When the corrosion inhibitor is exhausted from outlet vent 46 and the amount of corrosion inhibitor coating the internal components of turbine 10 is verified as being sufficient through a plexiglass view port 48 in blind flange openings 49 in turbine 30. All openings of turbine 30 are then sealed to contain the corrosion inhibitor inside turbine 30.

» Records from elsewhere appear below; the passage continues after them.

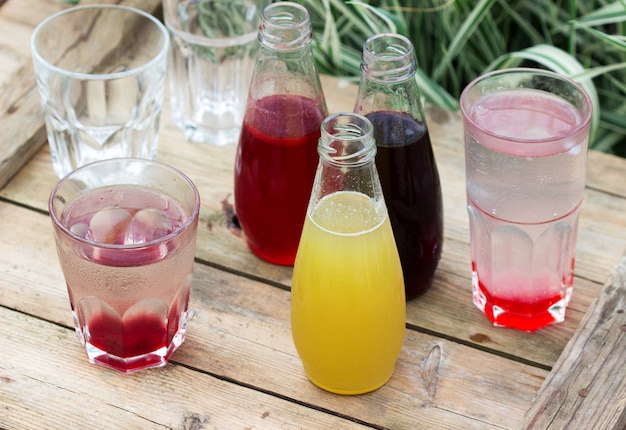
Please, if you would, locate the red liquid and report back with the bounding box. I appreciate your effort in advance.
[59,186,196,373]
[366,111,443,300]
[478,268,562,331]
[235,95,325,265]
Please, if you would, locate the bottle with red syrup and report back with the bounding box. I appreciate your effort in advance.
[354,33,443,300]
[235,2,328,265]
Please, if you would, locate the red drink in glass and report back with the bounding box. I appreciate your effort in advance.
[462,70,591,331]
[50,159,199,373]
[235,95,323,265]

Referring now to FIGS. 5A through 5D, the corrosion inhibitor can be introduced into the interior of a turbine and induced to flow through the interior of the turbine by various pathways that are determined by the positioning of the inlet vent and the outlet vent at various locations with respect to the turbine. Preferably, the fog of corrosion inhibitor is introduced at a first inlet, where it saturates the internal area of the turbine adjacent to the inlet with the corrosion inhibitor, and is then induced to the opposite diagonal end of the turbine. FIGS. 5A and 5C are examples of where the fog of corrosion inhibitor is induced to the opposite diagonal end of turbine 30, by way of example. In FIG. 5A, the inlet vent 45 is positioned at a first end 51 of turbine 30, which is sealed with a corrugated plastic cover (not shown in FIG. 5A). The outlet vent 46 is positioned in side corrugated plastic cover 42 shown in FIGS. 2B and 2C. With airless sprayer 26 inserted into inlet vent 45 and air horn 24 inserted into outlet vent 46, the corrosion inhibitor fog 50 is caused to migrate from one side of first end 51 to the opposite diagonal end of side opening 43. In FIG. 5C, the positioning of inlet vent 45 and outlet vent 46 is reversed so that the migration of fog 50 is reversed with respect to that shown in FIG. 5A.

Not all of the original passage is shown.